Public Procurement

Today I want to talk about public procurement.

What is public procurement?

Public procurement simply put is any time public authorities spend money on anything. This falls generally into three main categories, goods, works and services. First of all what do we mean by public authorities? These can be national governments or local councils, basically anyone who uses public money for any purpose, and by public money we essentially mean taxes, money that comes from the public, from you!

What are the three types?

Works means construction projects or maintenance. This could be building bridges or roads or hospitals or public housing. It could be maintaining existing buildings and infrastructure.

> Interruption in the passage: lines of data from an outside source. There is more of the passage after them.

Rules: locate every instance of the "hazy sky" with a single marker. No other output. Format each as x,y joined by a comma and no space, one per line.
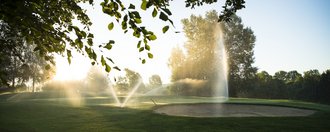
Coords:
291,35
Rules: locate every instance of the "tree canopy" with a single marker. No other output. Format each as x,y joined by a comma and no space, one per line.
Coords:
49,24
202,55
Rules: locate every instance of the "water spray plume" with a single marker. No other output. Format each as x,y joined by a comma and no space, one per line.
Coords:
131,93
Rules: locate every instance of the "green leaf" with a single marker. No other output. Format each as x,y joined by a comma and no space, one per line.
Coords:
152,37
111,42
110,26
154,13
124,25
90,42
139,44
107,68
165,28
110,60
103,61
131,6
69,55
150,55
90,35
137,20
47,67
163,16
147,47
167,11
141,49
144,5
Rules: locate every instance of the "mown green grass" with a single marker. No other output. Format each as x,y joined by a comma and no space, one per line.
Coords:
32,114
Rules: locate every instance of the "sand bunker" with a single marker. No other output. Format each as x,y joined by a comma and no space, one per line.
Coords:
231,110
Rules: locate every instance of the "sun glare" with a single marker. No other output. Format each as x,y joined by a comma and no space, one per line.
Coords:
77,70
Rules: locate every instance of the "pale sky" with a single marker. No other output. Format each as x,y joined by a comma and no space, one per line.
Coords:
291,35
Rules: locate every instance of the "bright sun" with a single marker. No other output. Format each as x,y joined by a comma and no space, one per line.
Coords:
77,70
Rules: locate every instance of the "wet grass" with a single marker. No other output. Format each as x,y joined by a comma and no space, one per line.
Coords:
99,114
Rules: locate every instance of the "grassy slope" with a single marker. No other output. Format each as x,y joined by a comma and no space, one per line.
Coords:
48,115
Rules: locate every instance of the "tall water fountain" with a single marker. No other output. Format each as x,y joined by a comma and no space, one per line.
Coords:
220,90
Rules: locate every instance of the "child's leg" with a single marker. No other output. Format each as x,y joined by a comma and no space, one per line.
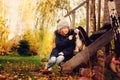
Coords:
60,59
51,62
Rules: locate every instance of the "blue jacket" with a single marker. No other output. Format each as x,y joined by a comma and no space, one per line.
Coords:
63,44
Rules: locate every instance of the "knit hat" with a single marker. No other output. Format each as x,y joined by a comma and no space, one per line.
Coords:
63,23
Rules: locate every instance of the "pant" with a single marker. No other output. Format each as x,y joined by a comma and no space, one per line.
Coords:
54,60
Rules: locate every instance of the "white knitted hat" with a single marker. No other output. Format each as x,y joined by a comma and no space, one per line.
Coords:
63,23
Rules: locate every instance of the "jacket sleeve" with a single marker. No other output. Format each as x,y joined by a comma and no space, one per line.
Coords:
68,51
61,43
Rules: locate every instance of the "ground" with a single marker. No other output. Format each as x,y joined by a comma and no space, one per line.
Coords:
15,67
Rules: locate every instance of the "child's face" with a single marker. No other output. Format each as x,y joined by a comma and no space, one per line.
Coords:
64,30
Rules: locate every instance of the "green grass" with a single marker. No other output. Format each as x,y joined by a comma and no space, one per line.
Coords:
22,66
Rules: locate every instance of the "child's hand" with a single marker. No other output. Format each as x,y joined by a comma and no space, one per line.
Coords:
70,37
61,54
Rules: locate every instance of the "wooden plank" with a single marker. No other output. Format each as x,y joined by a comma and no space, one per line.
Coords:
84,55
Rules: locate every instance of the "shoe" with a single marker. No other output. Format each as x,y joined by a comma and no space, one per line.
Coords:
46,71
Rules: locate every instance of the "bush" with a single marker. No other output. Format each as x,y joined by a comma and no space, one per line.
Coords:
24,48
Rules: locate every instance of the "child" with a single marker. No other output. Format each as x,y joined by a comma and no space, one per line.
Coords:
64,45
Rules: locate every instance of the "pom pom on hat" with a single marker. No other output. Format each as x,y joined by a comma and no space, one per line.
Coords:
63,23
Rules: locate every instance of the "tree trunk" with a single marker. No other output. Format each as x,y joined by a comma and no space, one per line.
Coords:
84,55
92,27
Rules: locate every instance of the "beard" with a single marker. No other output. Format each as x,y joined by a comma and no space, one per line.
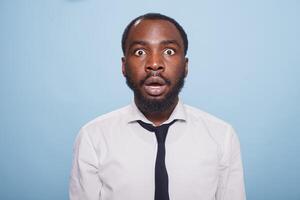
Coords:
148,105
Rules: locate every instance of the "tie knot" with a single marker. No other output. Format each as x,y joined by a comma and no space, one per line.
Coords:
160,131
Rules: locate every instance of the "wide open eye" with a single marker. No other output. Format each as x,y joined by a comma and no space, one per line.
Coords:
169,52
139,52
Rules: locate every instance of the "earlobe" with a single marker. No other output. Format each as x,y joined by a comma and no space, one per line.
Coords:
186,66
123,66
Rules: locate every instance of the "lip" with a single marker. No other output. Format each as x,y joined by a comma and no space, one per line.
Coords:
155,86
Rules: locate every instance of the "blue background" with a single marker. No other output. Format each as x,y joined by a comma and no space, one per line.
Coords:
60,67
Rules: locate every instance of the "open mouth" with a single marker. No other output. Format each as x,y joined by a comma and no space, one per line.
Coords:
155,86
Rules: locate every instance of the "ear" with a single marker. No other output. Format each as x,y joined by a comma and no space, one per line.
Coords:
123,66
186,66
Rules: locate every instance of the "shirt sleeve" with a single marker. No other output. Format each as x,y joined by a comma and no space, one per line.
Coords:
231,179
84,180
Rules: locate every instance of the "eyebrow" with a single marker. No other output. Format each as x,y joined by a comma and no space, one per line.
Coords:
144,43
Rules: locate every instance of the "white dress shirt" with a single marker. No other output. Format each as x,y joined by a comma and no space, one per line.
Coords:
114,158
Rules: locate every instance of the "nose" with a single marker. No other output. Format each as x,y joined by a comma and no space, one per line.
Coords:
154,63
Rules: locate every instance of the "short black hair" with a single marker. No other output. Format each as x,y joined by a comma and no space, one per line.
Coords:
155,16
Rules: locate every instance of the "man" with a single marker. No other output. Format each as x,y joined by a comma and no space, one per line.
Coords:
157,148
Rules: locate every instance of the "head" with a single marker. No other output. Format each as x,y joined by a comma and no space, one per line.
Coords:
154,62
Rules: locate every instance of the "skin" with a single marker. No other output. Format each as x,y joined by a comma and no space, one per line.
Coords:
155,45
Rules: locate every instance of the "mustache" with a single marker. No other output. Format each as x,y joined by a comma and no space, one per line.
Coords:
167,81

Services means public services. This could be healthcare education or emergency services. It might mean public sports facilities or public transportation.

Goods is all physical stuff. This might be computers for offices or office equipment like pens pencils paper etc. It might be uniforms or cars or equipment or it could be all kinds of food, school meals, public catering services or fruit and veg.

Why is it important?

Public procurement in the EU makes up a staggering 14% of GDP! That is around 2 trillion euros annually! This means that a 1% increase in efficient public spending amounts to a saving of 20 billion. This is obviously a lot of money and making sure it is spent fairly is part of the EU’s mission. It is also worth knowing about how this works and how the money is spent because it is your money and making sure it is spent fairly and transparently is one of the things the EU tries to do for you.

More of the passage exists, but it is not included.